Smaller model subunits of 20 μm diameter, CP-868596 in vivo which are still larger than typical salamander photoreceptors (Mariani, 1986 and Sherry et al., 1998), are not consistent with the experimental data (Figure 4C), indicating that the nonlinearities do not occur on the level of photoreceptor signals. Although static nonlinear signaling of bipolar cells may underlie the threshold-quadratic

nonlinearity, it cannot explain the striking difference between the shapes of iso-rate and iso-latency curves for homogeneity detectors. To build an intuition for the processes that give rise to this surprising discrepancy, we analyzed the temporal response profiles for different stimuli along the iso-response curves (Figure 5). To do so, we measured iso-response curves and then chose three characteristic points on the curves for repeated measurements of the corresponding stimuli in randomized

fashion. For cells with similar iso-rate and iso-latency curves, we found, as expected, that response patterns had virtually identical temporal structure along iso-rate curves (Figure 5A). For homogeneity detectors, we first consider stimuli that lie along an iso-latency curve (Figure 5B). As a stronger stimulus MK-2206 nmr typically leads to shorter latency (Figure 2D) (Sestokas et al., 1987), the iso-latency condition means that the different stimulus layouts initially were equally effective. Subsequently, however, the activity under stimulation of half the receptive field (Figure 5B, green and orange lines) did not rise as strongly and last as long as for homogeneous stimulation (Figure 5B, black line). Why did the activity not continue in the same way for the two layouts even though the latency suggested them to be equally strong? A plausible interpretation is that spike bursts for stimulation of half the receptive field were affected by a suppression mechanism Thymidine kinase that became effective shortly after the initial phase of the spike burst. This view is consistent with the spike patterns along the iso-rate curves (Figure 5C).

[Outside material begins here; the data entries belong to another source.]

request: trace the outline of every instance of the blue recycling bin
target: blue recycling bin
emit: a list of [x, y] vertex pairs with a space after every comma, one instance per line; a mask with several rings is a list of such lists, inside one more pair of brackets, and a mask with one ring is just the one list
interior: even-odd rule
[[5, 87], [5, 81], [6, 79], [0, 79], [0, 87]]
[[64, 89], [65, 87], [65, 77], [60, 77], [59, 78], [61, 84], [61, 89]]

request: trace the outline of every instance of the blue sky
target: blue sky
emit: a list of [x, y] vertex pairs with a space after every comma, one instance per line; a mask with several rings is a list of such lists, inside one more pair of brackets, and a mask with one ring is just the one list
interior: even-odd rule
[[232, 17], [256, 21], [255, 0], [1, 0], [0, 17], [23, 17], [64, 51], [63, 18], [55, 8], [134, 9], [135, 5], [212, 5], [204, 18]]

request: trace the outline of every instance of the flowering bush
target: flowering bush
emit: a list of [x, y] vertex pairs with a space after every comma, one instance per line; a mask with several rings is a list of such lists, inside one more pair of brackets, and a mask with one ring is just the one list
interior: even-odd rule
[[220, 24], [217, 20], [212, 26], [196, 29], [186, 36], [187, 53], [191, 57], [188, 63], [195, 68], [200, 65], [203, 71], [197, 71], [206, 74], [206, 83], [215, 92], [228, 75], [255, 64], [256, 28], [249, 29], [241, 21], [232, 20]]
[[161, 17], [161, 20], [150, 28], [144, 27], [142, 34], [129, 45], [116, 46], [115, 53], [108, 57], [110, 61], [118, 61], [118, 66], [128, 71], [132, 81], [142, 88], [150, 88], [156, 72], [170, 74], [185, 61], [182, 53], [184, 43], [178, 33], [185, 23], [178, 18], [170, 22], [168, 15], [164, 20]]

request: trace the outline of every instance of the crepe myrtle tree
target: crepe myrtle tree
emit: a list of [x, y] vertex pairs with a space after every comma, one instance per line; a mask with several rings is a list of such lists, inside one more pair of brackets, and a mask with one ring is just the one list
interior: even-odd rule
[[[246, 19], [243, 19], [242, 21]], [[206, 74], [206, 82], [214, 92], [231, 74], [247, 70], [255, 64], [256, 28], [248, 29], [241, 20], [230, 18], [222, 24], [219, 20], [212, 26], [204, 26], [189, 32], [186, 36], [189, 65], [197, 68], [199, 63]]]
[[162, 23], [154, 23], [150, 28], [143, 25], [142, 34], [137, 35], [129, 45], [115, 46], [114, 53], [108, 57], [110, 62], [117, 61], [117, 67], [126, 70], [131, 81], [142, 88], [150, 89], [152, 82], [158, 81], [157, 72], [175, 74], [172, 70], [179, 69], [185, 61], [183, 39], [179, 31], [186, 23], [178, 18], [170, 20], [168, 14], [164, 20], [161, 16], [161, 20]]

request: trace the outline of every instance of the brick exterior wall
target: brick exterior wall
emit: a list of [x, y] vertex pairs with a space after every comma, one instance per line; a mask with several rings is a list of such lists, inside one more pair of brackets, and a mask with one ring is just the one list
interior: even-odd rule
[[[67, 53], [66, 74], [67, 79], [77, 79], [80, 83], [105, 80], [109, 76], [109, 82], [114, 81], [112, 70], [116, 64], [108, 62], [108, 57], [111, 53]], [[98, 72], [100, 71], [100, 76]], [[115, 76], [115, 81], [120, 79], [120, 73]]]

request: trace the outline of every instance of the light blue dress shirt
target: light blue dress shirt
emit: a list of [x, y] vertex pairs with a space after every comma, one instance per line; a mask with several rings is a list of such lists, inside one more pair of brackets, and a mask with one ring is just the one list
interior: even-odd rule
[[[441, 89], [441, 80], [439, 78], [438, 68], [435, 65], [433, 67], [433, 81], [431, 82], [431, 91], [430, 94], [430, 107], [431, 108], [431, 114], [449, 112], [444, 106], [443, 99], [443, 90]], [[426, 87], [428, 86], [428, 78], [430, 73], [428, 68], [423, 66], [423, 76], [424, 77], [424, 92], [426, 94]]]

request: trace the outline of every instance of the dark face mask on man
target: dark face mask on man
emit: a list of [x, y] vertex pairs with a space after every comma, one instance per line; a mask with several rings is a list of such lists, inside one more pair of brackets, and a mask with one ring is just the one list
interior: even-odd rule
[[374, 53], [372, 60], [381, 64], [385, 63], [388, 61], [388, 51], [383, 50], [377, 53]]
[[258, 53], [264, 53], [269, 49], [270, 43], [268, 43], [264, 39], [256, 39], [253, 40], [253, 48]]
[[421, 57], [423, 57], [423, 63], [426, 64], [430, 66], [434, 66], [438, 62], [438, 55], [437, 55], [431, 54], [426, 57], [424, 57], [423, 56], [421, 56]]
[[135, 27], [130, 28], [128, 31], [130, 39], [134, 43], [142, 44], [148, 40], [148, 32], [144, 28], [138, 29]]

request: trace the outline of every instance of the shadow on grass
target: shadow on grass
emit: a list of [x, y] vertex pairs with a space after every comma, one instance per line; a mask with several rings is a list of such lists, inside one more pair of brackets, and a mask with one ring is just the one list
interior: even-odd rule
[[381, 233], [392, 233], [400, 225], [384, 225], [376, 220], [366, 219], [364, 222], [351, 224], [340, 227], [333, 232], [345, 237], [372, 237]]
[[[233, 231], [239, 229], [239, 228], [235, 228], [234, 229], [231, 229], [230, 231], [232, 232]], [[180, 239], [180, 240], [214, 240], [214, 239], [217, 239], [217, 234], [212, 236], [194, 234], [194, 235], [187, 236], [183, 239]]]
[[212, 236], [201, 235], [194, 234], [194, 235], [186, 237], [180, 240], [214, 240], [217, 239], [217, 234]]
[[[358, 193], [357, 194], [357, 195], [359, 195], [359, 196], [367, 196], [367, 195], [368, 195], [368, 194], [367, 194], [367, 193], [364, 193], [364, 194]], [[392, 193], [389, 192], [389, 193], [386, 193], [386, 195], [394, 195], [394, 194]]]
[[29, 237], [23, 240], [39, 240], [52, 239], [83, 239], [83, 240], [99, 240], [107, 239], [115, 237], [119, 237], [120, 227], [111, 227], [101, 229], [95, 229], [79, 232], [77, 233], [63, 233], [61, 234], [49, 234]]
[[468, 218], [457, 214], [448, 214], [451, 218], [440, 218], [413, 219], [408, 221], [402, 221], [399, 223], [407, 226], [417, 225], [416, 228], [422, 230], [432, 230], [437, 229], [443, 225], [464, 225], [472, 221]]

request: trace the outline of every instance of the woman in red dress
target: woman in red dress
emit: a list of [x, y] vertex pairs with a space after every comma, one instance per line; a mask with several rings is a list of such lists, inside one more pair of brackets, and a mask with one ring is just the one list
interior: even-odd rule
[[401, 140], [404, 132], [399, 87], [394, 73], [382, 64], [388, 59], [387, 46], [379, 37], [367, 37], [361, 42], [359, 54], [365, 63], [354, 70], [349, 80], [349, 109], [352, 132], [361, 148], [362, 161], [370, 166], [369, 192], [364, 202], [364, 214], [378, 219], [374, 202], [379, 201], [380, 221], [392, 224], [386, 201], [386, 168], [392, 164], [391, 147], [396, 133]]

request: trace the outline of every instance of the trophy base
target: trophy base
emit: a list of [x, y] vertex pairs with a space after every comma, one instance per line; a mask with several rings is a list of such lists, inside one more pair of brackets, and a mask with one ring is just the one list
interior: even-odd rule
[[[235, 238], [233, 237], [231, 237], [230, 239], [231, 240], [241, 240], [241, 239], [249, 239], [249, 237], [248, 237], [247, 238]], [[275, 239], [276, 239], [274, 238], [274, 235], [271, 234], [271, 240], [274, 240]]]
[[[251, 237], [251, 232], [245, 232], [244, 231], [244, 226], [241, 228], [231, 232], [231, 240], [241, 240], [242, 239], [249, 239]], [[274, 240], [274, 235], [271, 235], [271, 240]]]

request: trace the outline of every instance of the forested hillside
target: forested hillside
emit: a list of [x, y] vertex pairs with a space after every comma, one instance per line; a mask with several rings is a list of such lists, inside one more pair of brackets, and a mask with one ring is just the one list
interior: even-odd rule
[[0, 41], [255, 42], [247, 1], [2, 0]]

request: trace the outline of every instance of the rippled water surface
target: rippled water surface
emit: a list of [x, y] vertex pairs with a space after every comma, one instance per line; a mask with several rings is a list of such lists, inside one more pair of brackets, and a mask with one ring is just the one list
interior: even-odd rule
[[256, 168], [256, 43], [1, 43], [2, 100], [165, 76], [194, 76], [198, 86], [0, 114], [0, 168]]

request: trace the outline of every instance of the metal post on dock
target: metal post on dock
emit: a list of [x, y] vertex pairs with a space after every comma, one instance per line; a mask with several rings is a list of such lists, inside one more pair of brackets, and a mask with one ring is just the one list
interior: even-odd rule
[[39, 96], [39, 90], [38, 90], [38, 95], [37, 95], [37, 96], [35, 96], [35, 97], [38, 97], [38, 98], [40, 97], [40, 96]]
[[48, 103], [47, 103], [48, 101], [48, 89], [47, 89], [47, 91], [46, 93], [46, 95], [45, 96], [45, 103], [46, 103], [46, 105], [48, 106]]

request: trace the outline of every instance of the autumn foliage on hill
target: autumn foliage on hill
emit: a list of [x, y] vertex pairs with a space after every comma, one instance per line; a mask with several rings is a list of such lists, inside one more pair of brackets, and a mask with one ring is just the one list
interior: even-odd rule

Here, the stimulation of half the receptive field has to occur at considerably higher contrast to enforce the same spike count. During the initial response part, this higher contrast provides a much more potent stimulus, thus leading to shorter response latencies (Sestokas et al., 1987). The response to homogeneous stimulation, on the other hand, starts later and reaches a smaller peak firing rate, corresponding to the much smaller applied contrast. But it compensates by the slightly longer response duration, presumably due to less suppression, to reach the same average spike count. We thus hypothesize that a suppression mechanism acts on homogeneity detectors for strong local stimulation. Note that local stimulation refers to activation of half the receptive field center in our standard stimulus layout, but strong stimulation in smaller regions also triggers the suppression (Figure 3F).